The Justice Department announced on Friday that it is suing the state of Georgia over its new voting restrictions, marking the first step in the Biden administration’s plan to aggressively fight a wave of voter suppression bills passed in the wake of Trump’s election loss.
“Our complaint alleges that recent changes to Georgia’s election laws were enacted with the purpose of denying or abridging the right of Black Georgians to vote on account of their race or color, in violation of Section 2 of the Voting Rights Act,” Attorney General Merrick Garland said in a press conference.
He said the lawsuit is the first of “many efforts” to ensure every voter has access to the ballot box.
The lawsuit is being overseen by Kristen Clarke, the head of the Justice Department’s Civil Rights Division, and Vanita Gupta, the associate attorney general.
“The Civil Rights Division did not arrive at this decision lightly,” Clarke said on Friday, adding that several provisions of Georgia’s new legislation were made with a “discriminatory purpose in violation of the Voting Rights Act.”
She said the legislation demonstrated what she called “intent to deny or abridge” Black citizens’ access to voting, and came as Georgia had made massive strides in voter turnout during the 2020 elections.

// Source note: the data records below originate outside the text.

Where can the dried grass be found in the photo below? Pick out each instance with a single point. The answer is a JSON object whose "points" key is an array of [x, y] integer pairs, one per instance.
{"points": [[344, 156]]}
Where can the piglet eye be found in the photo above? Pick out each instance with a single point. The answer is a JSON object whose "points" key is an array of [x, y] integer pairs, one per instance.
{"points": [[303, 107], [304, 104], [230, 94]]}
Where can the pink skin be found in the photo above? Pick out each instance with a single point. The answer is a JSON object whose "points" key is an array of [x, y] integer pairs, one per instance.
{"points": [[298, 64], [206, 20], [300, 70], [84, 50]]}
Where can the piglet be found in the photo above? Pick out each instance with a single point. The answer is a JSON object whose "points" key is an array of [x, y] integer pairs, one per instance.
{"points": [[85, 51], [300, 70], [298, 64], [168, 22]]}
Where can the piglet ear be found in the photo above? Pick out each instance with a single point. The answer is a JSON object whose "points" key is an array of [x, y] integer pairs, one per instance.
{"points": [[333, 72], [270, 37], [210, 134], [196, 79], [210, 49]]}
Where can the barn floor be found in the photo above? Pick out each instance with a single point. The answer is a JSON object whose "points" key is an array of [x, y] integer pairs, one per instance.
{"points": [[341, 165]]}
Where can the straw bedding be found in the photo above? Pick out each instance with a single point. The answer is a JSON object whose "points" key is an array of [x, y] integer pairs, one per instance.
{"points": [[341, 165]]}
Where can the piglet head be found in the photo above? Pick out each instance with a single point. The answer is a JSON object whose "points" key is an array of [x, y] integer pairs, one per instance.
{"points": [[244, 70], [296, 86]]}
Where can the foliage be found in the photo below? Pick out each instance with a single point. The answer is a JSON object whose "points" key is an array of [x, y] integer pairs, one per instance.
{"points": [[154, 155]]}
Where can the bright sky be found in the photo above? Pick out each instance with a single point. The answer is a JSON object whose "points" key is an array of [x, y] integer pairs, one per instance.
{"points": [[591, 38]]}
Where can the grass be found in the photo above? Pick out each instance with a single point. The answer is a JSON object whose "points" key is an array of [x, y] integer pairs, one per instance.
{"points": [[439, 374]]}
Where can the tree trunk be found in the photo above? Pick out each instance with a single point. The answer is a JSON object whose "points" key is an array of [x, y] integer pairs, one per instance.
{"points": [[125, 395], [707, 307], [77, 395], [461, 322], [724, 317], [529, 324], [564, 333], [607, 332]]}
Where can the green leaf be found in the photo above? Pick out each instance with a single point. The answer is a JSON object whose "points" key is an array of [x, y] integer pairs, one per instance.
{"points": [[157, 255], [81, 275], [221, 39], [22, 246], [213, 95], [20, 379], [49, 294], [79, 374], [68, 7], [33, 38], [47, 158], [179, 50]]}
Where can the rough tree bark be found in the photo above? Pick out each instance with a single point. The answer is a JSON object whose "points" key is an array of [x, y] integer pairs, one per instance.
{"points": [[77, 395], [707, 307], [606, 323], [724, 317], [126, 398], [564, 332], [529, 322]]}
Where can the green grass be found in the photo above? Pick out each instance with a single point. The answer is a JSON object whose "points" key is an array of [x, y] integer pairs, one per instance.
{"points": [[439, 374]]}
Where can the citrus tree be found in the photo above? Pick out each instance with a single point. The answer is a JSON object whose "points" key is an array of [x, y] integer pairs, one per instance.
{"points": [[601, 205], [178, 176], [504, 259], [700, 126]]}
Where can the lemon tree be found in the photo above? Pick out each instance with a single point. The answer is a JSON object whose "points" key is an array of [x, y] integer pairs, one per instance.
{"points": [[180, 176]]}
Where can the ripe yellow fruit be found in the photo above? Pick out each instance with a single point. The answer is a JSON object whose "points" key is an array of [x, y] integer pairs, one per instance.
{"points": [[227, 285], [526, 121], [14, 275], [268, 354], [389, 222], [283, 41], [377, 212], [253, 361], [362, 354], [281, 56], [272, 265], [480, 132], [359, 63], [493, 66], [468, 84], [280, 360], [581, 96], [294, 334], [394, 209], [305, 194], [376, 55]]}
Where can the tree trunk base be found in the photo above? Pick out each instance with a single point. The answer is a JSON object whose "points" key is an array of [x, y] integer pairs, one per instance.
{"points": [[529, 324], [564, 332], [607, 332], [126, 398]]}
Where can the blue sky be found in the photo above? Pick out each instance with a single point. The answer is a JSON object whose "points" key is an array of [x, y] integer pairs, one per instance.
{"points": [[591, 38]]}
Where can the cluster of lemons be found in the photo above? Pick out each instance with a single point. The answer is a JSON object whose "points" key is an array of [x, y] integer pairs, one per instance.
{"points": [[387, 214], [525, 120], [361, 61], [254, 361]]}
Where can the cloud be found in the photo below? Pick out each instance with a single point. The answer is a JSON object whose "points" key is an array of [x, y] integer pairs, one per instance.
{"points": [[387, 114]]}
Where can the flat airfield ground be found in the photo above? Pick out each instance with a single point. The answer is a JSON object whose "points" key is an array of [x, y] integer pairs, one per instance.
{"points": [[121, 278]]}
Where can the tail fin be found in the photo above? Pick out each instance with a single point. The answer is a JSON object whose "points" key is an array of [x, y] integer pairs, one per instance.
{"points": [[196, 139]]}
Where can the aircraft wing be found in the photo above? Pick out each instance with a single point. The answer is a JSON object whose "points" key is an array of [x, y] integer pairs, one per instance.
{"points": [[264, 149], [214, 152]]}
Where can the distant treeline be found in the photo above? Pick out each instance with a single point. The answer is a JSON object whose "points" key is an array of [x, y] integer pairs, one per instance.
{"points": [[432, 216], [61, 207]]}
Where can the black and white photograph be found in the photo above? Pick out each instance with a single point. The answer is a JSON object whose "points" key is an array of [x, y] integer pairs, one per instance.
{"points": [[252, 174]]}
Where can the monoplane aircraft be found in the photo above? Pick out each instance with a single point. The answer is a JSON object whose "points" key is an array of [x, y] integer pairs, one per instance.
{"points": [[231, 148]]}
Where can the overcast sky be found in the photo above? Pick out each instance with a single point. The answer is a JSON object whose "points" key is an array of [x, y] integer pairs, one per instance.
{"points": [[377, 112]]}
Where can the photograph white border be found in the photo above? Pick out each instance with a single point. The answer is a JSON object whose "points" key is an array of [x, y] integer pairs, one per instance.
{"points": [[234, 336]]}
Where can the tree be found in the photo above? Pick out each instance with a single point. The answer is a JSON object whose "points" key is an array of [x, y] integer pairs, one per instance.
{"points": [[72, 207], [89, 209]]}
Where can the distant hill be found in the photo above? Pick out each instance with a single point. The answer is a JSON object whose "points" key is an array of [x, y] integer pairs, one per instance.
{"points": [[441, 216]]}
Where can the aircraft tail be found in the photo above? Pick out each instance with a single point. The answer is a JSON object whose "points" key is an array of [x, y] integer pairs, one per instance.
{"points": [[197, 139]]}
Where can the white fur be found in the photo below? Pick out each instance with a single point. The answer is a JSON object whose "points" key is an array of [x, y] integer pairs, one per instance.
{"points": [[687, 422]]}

Georgia’s new legislation, signed into law in March, hands greater control over election administration to the GOP-controlled state legislature. It comes as Republicans angle to impose voting restrictions in the wake of President Biden’s victory after former President Donald Trump waged a months-long campaign falsely alleging widespread voter fraud.
Biden has called the Peach State’s restrictive legislation “Jim Crow in the 21st Century.’’
Gov. Brian Kemp has insisted that there is “nothing Jim Crow” about the Georgia law even though it includes a bundle of provisions that create obstacles, particularly for absentee voting, like strict ID requirements, less time to request ballots and fewer drop boxes.
Clarke on Friday called the stricter ID requirements “unnecessarily stringent.” Among other changes, the law also makes it a crime for outside groups to provide food and water to voters waiting at polling stations.
On Tuesday, Biden said he would speak out more aggressively on voting rights after Republicans filibustered a debate on S.1, the Democrats’ sweeping reform bill known as the “For the People Act.”
Earlier this month, Garland said his department would double the number of attorneys working on voter suppression issues, and would “not wait” to act as he urged Congress to pass Democrats’ elections legislation.
The Georgia lawsuit is the first major voting rights case filed under the Biden administration.
Florida and Iowa have also passed laws imposing new voting restrictions. Voting law overhauls are also under consideration in Texas, New Hampshire, Arizona, and Michigan, among other states.